I don’t want to wear dresses or makeup, but I do want the body underneath my T-shirt and jeans to be female.
None of the transgender people I’ve met believe that behavior has to match the physical stereotype.
Amanda Roman

That seems like a very subtle distinction — I can’t quite grasp it. You’d like to be a “masculine woman” rather than just a “masculine person”…somewhere in there it seems like appearance still superficially matters, even if it’s not strictly on a masculine/feminine scale.

I guess the contradiction that pops out to me is the phrase “just want to be comfortable with their bodies”. If that was strictly true, then “misgendering” wouldn’t matter — their body doesn’t change based on someone’s opinion or impression of it. It’s almost as if “comfort” is defined instead as “socially recognizable by others”, which of course leads to feminine (or masculine) embellishments as you point out…which brings us back to superficiality.

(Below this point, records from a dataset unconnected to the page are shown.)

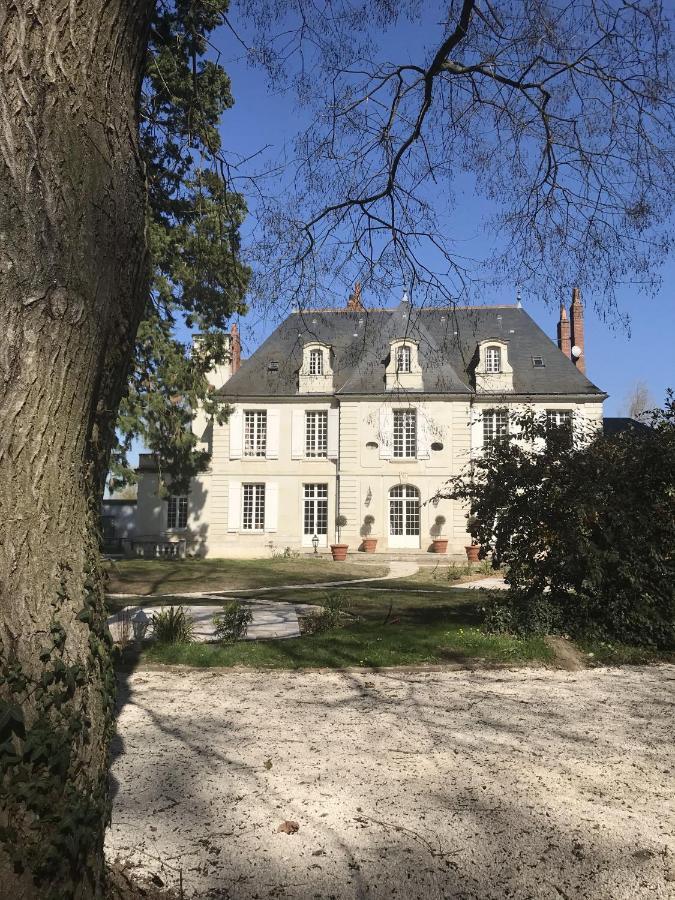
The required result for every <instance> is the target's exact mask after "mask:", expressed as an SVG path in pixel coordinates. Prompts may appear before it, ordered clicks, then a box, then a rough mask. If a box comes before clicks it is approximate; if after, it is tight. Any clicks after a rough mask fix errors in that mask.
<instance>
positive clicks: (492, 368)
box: [485, 347, 502, 374]
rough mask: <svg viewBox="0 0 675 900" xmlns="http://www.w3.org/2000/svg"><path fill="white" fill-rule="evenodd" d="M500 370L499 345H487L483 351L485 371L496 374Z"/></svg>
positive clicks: (500, 370) (500, 360) (497, 372)
mask: <svg viewBox="0 0 675 900" xmlns="http://www.w3.org/2000/svg"><path fill="white" fill-rule="evenodd" d="M501 370H502V351H501V349H500V348H499V347H488V348H487V350H486V351H485V371H486V372H490V373H491V374H496V373H498V372H501Z"/></svg>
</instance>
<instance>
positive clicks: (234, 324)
mask: <svg viewBox="0 0 675 900" xmlns="http://www.w3.org/2000/svg"><path fill="white" fill-rule="evenodd" d="M230 334H231V335H232V337H231V344H230V345H231V347H232V351H231V352H232V374H233V375H234V373H235V372H236V371H237V370H238V369H239V366H240V365H241V338H240V337H239V328H238V327H237V323H236V322H234V323H233V324H232V327H231V328H230Z"/></svg>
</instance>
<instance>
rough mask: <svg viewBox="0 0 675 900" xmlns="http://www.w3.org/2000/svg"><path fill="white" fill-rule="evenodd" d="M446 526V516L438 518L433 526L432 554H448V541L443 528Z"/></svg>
mask: <svg viewBox="0 0 675 900" xmlns="http://www.w3.org/2000/svg"><path fill="white" fill-rule="evenodd" d="M444 525H445V516H436V519H435V521H434V524H433V525H432V526H431V552H432V553H447V552H448V539H447V538H446V537H444V536H443V526H444Z"/></svg>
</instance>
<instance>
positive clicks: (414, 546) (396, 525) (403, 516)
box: [389, 484, 420, 549]
mask: <svg viewBox="0 0 675 900" xmlns="http://www.w3.org/2000/svg"><path fill="white" fill-rule="evenodd" d="M389 546H390V547H408V548H410V549H419V546H420V492H419V491H418V490H417V488H415V487H413V486H412V485H410V484H397V485H396V486H395V487H393V488H392V489H391V490H390V491H389Z"/></svg>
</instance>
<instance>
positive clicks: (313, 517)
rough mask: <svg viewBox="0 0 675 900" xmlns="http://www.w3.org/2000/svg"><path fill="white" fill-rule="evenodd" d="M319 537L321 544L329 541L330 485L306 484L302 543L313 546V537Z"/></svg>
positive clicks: (321, 545)
mask: <svg viewBox="0 0 675 900" xmlns="http://www.w3.org/2000/svg"><path fill="white" fill-rule="evenodd" d="M314 535H316V536H317V537H318V538H319V546H320V547H325V546H326V544H327V543H328V485H327V484H306V485H304V493H303V508H302V543H303V546H305V547H311V546H312V538H313V537H314Z"/></svg>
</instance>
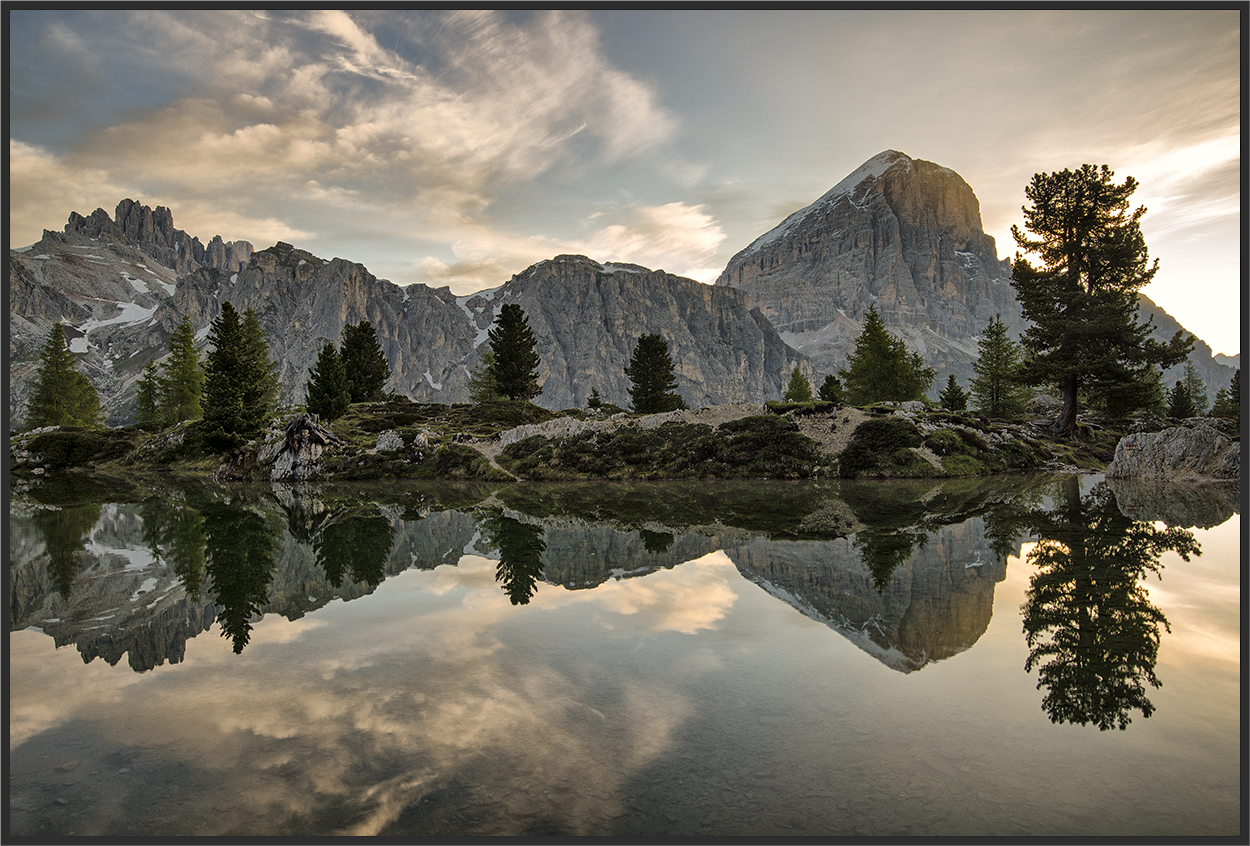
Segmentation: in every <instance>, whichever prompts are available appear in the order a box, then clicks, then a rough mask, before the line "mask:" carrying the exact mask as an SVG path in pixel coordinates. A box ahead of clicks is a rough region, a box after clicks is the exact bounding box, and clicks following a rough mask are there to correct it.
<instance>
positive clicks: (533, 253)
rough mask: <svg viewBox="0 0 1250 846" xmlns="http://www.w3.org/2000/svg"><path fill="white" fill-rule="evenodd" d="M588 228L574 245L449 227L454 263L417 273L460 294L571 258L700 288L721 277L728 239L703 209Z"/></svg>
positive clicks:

The picture that keeps coming back to me is a genetic male dressed in full drag — in one case, he could be happy that people recognized him as a man, regardless of his dress or affectations (and perhaps upset if he was misgendered as a woman), and in another case, she could be greatly disturbed that people misgendered her as a man (and comforted if she was recognized as a woman). From an external point of view, you get the exact same picture, but *any* decision you make on gender recognition could be fraught with peril.

Anyway, thank you for your response, my comments aren’t meant to question you or experience, but simply to share a useful dialog.